Bowie stopped in his tracks and turned around. Good. He wouldn’t see Aidan scooping up the bug.
“Jealous? I think not.” Annabelle shrugged again. “He met her only last night. Unless I am mistaken.”
“Is anything in the house missing?” Sofia asked. “I know you have a lot of valuable art pieces inside, probably jewelry as well.”
That might deflect a little attention off Narek, too. Sofia felt guilty about doing it, but Brendan always said it was important to explore all avenues.
“Everything is as it was when I left,” Annabelle said. “The police walked with me through the house to check. The only thing missing is my darling Percy.”
Aidan was back. He handed Sofia a glass of cold water, and she obediently drank it. Who knew how long they’d wander through the fields looking for poor Percy, even assuming the killer hadn’t taken the horse. But why would the killer steal a horse?
“How much is Percy worth?” Sofia asked.
“To me, she is priceless.” Annabelle’s back straightened. “To her I owe any peace I have, and any peace I will have.”
“We’ll find her,” Sofia said.
Aidan didn’t look so convinced.
Sofia started off toward the stable so she didn’t have to look at Annabelle’s grateful face. She had no idea how to find a runaway horse, but she decided to look in the last place she’d seen her, like she would for her keys. Probably not the best investigative technique, but certainly not the worst either.
She could tell as soon as she entered the stable that the horse was gone. It was quiet—no stamping of hooves, no swishing of a tail, no soft breathing sounds. It sounded like a mausoleum.
Still, Sofia kept going. Percy wasn’t in her stall, hiding under her saddle or squashed in a corner. She was gone. No sign she had broken out, either. The door to her stall was carefully closed. The ground looked the same as always. Sofia took a rope halter and slung it over her shoulder, in case she might need it later. She might as well try to keep an optimistic attitude.
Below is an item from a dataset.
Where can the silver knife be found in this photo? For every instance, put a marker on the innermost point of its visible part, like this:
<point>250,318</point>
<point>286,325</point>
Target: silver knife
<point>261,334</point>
“Let’s see if we can track her,” Sofia said.
But, sadly, she wasn’t an expert horse tracker. Maybe if she’d starred in a Western, she might have learned how that worked. All she knew was she should probably look at the ground for hoof prints.
Hoof prints were all over in the area around the stable. It had been a while since it had rained, though, so the prints might be pretty old. The prints led, among other places, to the horse trough where Marcel had died. She started to follow those.
“You can’t go beyond the yellow tape.” Officer Bowie put a firm hand on her shoulder. “And you can clearly see there’s no horse there.”
Sofia tried out Annabelle’s whistle. No horse came galloping out of nowhere to meet her. She’d known it wouldn’t be that easy.
She turned in a slow circle. House. Winery. Grapevines. The horse wasn’t going to be in the first two.
“I think we should go into the grapevines,” she said. “Wander around and hope for the best.”
“Not much of a plan,” Aidan said.
His plan would have involved a drone if he hadn’t gotten it stuck up a tree. And it would have been a better plan, but she couldn’t say anything in front of the policeman.
“Nope,” she said. “Let’s go.”
An hour later, she wished she’d tried a little harder at the beginning to come up with a better plan as she, Bowie, and Aidan tramped down another row of grape vines. At first, she’d enjoyed the sweet green smell, but that had worn off quickly. Now everything was just hot and dusty. She missed the part of her job that involved getting coffee and talking to people.